Chapter 15

864 76 0
                                    

Tiga bulan sebelumnya.

"Tumben ngajak ketemuan di sini?" Haris yang baru datang langsung meletakkan ponsel dan kunci mobilnya. Di depannya Acha sudah bersedekap dada menunggu lama.

"Hm, ada sesuatu yang mau aku bicarain!"

Haris hanya mengangguk kecil. Keduanya memilih untuk memesan makanan terlebih dahulu sebelum berbicara hal yang sepertinya akan serius. Ini akan menyita energi keduanya juga waktu yang mungkin sedikit panjang.

"Tadi kenapa nggak nelpon biar pulang bareng aja? Jadi kan nggak perlu janjian di sini," tanya Haris.

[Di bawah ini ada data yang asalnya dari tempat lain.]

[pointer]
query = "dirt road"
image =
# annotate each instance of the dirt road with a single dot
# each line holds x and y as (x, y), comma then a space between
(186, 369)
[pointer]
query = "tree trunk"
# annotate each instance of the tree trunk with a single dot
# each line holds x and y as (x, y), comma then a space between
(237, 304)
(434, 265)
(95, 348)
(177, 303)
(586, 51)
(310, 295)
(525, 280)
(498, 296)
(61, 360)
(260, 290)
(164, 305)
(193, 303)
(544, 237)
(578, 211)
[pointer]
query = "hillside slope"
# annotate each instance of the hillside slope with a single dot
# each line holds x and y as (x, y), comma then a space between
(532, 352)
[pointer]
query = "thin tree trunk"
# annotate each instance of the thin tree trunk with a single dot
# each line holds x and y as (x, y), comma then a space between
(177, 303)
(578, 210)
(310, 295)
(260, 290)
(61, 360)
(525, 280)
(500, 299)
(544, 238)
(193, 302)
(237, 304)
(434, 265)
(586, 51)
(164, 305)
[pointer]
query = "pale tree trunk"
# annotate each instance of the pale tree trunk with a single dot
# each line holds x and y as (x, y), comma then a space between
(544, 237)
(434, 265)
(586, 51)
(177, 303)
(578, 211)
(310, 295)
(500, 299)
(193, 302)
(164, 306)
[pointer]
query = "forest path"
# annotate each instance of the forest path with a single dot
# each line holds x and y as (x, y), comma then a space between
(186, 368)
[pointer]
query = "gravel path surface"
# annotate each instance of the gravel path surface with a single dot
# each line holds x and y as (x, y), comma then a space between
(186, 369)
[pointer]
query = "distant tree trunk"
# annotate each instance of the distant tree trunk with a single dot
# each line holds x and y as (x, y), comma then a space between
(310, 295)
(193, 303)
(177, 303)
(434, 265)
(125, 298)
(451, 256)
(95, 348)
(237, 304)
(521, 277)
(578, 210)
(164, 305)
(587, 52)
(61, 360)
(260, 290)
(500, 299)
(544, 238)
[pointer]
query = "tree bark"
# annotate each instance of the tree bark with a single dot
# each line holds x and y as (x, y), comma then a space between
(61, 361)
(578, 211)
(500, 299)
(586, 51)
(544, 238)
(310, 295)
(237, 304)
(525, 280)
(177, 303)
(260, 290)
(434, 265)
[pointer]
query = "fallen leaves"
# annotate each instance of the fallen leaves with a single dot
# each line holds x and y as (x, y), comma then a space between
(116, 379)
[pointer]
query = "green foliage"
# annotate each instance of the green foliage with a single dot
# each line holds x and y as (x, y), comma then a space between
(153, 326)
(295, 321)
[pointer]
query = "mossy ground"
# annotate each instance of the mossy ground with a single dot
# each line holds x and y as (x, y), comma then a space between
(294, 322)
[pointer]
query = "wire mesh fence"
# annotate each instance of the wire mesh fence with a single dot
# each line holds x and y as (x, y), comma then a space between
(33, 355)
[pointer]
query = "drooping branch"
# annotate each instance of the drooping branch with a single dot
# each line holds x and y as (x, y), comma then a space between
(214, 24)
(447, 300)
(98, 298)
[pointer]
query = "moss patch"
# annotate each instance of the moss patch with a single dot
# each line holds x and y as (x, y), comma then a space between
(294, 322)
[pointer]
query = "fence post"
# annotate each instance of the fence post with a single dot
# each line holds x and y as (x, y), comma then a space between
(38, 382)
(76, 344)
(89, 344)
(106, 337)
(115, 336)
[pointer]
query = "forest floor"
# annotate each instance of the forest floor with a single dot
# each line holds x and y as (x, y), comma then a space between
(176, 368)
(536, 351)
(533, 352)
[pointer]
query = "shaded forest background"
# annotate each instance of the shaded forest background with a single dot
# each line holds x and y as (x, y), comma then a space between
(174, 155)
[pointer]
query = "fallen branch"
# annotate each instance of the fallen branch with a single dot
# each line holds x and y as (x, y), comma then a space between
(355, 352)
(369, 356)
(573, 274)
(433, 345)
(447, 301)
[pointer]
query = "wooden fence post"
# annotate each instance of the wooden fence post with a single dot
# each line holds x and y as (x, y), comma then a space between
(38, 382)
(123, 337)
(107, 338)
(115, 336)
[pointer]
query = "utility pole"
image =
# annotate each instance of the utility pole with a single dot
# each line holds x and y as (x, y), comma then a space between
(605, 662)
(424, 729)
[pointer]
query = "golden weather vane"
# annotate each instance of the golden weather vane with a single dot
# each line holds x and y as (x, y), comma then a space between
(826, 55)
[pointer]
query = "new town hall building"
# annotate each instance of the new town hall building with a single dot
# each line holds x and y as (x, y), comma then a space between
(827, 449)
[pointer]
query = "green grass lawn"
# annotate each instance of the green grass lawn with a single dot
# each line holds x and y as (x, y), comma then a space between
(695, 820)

"Aku tadi ada keperluan habis kelas Pak Basri jadi langsung pulang terus diajak Rasa main ke rumah barunya." jawab Acha. "Kamu emang nggak pulang sama kak Rereta? Sok banget ngajak pulang bareng, ujung-ujungnya nanti aku di tinggal di pinggir jalan buat pacaran!" Acha mendengus pelan.

Haris menaikkan satu alisnya, mencoba mencerna ucapan gadis di depannya itu. Yang kalau moodnya sedang jelek ia pasti menjadi korban.

"Aku sama Rereta nggak pacaran kok, dia tuh sekretaris BEM jadi ya karena emang dari dulu dekat jadi suka ke mana-mana bareng," jelas Haris.

Acha mengela napas lelah. "Nggak minta dijelasin. Udah kayak selingkuh aja,"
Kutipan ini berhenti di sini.